A summary of results and conclusions on ensemble methods (bagging, boosting) on DNNs and decision trees. Bagging ensemble generally produces a classifier that is more accurate than a standard classifier. About Boosting: for a few data sets Boosting produced dramatic reductions in error (even compared to Bagging), but for other data sets it actually increases in error over a single classifier (particularly with neural networks). Alternatively, an ensemble of similar DNNs initialized with different random seeds is surprisingly effective, often producing results as good as Bagging. An ideal ensemble consists of highly correct classifiers that disagree as much as possible.

Bagging trains the several different models with different datapoints randomly sampled (with replacement, ie same samples can be redrawn) from the same dataset. Bagging is effective on “unstable” learning algorithms (such as DNNs) where small changes in the training set result in large changes in predictions.

Boosting produces a series of classifiers. The training set used for each member of the series is chosen based on the performance of the earlier classifier(s) in the series. Examples that are incorrectly predicted by previous classifiers in the series are chosen more often than those correctly predicted. Thus Boosting attempts to produce new classifiers that are better able to predict examples for which the current ensemble’s performance is poor. Ada-Boosting can use the approach of (1) selecting a set of examples based on the probabilities of the examples, or (2) simply using all of the examples and weight the error of each example by the probability for that example (i.e., examples with higher probabilities have more effect on the error) – easier as these probabilities are incorporated in the dataset.

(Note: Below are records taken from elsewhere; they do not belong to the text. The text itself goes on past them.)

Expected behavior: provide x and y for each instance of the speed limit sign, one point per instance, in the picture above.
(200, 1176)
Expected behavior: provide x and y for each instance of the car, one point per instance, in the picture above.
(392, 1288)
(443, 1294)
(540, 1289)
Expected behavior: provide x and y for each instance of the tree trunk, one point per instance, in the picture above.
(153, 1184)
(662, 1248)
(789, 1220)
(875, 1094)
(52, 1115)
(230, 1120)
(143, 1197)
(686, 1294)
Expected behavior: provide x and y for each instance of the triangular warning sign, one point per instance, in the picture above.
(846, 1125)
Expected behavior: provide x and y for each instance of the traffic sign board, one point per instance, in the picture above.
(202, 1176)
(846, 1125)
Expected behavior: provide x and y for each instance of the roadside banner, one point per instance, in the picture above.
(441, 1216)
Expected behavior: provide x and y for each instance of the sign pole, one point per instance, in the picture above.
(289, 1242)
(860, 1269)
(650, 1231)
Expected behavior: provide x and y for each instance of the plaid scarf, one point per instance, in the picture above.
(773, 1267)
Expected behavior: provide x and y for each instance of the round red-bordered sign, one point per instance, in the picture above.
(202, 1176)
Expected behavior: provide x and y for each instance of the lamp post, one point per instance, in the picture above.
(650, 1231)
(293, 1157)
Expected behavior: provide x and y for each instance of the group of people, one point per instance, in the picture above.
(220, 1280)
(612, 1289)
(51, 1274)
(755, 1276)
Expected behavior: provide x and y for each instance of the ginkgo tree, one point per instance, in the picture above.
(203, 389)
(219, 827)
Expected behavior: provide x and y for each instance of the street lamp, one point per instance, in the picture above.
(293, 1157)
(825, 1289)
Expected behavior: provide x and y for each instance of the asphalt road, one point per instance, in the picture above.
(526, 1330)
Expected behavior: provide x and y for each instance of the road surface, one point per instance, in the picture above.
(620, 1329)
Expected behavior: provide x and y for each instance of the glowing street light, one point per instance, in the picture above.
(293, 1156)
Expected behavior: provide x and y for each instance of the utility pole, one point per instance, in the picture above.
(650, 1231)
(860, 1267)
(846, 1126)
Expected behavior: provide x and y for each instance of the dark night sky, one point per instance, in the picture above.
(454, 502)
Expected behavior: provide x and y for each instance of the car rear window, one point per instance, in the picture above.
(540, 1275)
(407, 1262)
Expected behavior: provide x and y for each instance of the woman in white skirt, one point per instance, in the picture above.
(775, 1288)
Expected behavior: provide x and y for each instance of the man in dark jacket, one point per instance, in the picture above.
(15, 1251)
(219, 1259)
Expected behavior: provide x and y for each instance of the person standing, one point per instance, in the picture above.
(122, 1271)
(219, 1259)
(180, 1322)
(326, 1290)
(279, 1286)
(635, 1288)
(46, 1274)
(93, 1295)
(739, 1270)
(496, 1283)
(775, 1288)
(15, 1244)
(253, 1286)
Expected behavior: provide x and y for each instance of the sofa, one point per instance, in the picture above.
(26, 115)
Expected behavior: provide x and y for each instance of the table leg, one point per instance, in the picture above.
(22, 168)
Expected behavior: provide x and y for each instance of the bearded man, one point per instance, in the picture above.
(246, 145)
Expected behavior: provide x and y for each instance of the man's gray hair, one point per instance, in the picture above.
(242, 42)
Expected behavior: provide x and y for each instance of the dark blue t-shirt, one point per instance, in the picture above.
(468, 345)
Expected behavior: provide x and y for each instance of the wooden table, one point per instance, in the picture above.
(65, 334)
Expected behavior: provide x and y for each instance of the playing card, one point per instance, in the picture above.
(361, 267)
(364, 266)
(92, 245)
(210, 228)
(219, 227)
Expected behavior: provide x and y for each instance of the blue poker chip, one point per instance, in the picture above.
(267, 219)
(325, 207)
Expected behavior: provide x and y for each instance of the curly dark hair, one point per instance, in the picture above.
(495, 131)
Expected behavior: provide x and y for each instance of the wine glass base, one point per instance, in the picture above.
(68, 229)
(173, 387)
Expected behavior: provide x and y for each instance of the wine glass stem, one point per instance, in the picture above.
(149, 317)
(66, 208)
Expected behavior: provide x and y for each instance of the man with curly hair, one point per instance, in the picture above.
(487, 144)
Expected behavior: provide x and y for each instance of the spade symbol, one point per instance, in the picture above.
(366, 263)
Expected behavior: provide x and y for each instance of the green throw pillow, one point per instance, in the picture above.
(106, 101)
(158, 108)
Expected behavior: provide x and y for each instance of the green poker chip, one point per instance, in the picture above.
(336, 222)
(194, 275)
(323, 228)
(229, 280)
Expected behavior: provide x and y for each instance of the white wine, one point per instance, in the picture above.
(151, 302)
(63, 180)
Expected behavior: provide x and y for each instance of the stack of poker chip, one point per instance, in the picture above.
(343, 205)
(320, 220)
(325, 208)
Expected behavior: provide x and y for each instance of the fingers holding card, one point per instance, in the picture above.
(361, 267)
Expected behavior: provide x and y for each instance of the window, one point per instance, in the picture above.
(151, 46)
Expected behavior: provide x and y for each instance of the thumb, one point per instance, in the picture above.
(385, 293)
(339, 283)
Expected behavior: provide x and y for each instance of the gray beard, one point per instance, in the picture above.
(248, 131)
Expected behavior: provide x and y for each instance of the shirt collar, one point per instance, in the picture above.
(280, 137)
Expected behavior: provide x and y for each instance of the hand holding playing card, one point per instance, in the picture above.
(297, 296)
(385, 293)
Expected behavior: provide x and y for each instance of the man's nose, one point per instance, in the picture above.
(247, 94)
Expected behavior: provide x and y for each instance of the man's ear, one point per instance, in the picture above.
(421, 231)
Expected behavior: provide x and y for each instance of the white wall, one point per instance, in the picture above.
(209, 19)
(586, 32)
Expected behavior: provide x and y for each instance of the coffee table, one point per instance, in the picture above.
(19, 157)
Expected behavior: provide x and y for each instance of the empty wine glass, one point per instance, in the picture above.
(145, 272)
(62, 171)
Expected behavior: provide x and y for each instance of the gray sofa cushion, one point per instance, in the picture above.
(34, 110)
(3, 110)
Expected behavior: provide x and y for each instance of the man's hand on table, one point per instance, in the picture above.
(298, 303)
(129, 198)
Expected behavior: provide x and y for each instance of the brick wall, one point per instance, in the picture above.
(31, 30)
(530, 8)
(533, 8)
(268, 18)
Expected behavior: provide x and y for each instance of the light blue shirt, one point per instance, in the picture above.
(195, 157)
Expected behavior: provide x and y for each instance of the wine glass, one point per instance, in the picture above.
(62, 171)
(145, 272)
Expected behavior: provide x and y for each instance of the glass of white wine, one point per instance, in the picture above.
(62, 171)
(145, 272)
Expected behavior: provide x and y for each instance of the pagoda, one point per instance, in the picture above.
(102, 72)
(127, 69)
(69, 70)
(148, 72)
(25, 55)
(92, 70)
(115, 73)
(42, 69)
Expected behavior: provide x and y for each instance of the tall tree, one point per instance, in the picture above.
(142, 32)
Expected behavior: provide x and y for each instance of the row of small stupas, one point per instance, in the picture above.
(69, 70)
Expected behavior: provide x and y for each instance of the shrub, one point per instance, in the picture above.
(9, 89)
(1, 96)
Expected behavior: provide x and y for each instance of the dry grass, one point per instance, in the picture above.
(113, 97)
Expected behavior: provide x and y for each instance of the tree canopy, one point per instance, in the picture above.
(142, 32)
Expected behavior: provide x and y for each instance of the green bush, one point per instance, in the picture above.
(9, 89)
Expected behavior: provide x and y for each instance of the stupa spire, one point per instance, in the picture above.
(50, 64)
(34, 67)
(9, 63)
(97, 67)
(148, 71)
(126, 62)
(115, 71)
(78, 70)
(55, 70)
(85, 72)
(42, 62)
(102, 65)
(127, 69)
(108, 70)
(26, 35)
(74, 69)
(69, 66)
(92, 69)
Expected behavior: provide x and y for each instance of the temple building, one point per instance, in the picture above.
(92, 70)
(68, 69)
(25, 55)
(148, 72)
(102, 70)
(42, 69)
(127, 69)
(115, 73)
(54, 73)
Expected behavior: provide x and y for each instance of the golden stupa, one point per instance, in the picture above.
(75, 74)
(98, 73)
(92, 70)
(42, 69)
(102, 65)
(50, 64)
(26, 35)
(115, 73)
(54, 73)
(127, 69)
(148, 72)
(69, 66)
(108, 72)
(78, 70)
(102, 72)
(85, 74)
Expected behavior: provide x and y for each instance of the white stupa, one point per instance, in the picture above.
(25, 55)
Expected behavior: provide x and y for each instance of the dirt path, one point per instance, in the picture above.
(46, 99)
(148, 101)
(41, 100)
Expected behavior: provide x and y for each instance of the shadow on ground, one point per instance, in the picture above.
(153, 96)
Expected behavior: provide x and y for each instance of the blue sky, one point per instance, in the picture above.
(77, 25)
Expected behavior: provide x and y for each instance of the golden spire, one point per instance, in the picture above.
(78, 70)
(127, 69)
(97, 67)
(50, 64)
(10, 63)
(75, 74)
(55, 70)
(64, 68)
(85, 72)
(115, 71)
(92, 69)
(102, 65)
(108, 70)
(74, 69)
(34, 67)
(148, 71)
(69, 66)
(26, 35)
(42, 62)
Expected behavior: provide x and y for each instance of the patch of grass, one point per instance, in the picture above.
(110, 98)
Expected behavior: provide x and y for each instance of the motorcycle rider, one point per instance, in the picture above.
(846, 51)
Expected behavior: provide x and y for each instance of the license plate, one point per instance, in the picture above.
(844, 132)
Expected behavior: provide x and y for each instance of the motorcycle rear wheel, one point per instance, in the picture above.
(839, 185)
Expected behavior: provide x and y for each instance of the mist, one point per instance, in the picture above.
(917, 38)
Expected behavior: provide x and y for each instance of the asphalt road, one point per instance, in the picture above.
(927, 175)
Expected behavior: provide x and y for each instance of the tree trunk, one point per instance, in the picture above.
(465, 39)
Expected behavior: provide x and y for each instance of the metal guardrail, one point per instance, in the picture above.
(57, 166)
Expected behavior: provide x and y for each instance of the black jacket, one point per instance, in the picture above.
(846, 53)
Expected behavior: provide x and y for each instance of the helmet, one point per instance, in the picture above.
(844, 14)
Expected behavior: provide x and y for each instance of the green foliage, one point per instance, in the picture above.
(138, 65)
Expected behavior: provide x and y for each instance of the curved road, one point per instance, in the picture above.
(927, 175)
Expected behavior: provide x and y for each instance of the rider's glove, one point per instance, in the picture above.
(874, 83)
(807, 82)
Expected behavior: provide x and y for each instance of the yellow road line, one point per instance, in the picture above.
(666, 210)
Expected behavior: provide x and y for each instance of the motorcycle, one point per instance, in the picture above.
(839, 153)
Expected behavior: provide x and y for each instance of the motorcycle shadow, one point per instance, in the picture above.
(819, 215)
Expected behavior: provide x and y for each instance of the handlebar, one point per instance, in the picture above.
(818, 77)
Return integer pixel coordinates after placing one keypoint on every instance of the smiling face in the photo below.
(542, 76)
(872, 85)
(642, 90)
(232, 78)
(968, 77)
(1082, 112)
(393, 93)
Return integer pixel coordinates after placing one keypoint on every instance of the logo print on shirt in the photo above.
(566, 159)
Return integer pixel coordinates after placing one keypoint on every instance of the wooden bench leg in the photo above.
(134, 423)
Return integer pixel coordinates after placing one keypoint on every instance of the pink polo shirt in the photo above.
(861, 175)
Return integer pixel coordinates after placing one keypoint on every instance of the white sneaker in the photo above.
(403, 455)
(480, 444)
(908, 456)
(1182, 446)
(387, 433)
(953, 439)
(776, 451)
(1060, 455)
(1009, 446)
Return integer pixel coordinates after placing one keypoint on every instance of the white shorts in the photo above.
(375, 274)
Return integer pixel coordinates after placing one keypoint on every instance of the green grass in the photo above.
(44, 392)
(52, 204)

2011 Cyclical Learning Rates for Training Neural Networks, US Naval Research Lab, 2017

The author claims that cyclic learning rates improve time to convergence and increases accuracy of most models. It suggests triangular scheduler as a efficient method with similar results to other non-triangular cyclic schedulers. The paper also provides a method to find a good initial learning rate by doing several training short sessions (8 iterations) with different learning rates and picking the best initial learning rate from the analysis. Finally, provides “rule of thumb” parameters for min and max learning rates in the triangular scheduler proposed.

2006 Dimensionality Reduction by Learning an Invariant Mapping (contrastive loss), New York Uni, CVPR 2006

The paper presents Dimensionality Reduction by Learning an Invariant Mapping (DrLIM). The problem is to find a function that maps high dimensional input patterns to lower dimensional outputs, given neighborhood relationships between samples in input space. It presents the Contrastive Loss Function. The contrastive loss trains 2 siamese networks, and encourages the model to learn a representation space where similar samples are close together, and dissimilar samples are far apart. A Siamese Network is a type of neural network architecture designed to compare two inputs by learning their similarity or relationship. It consists of two identical subnetworks (hence the name “Siamese”) that share the same architecture and weights. Each subnetwork processes one of the two inputs independently, and the outputs are then combined to compute a similarity score or distance metric. The input to system is a pair of images (one to each of the siamese networks) and the dissimilarty label (0 for dissimilar images or 1 for similar images). The images are passed through the functions, yielding two outputs \(G(X_1)\) and \(G(X_2)\). The cost module then computes the euclidian distance between both outputs as \(D_W(G_W(X_1), G_W(X_2))\). The objective is formulated in terms of the similarity label \(y\) (1 for similar, 0 for dissimilar) and the euclidian distance \(D\) between the two images as:

\[L = \frac{1}{2} ⋅y⋅D^2 + \frac{1}{2} ⋅(1−y)⋅max(0,m−D)^2\]

where \(m\) is a margin hyperparameter that sets the minimum distance for dissimilar pairs. The architecture is a siamese architecture, two copies of the same network which share the same set of parameters, and a cost module. The total gradient is the sum of the contributions from the two instances.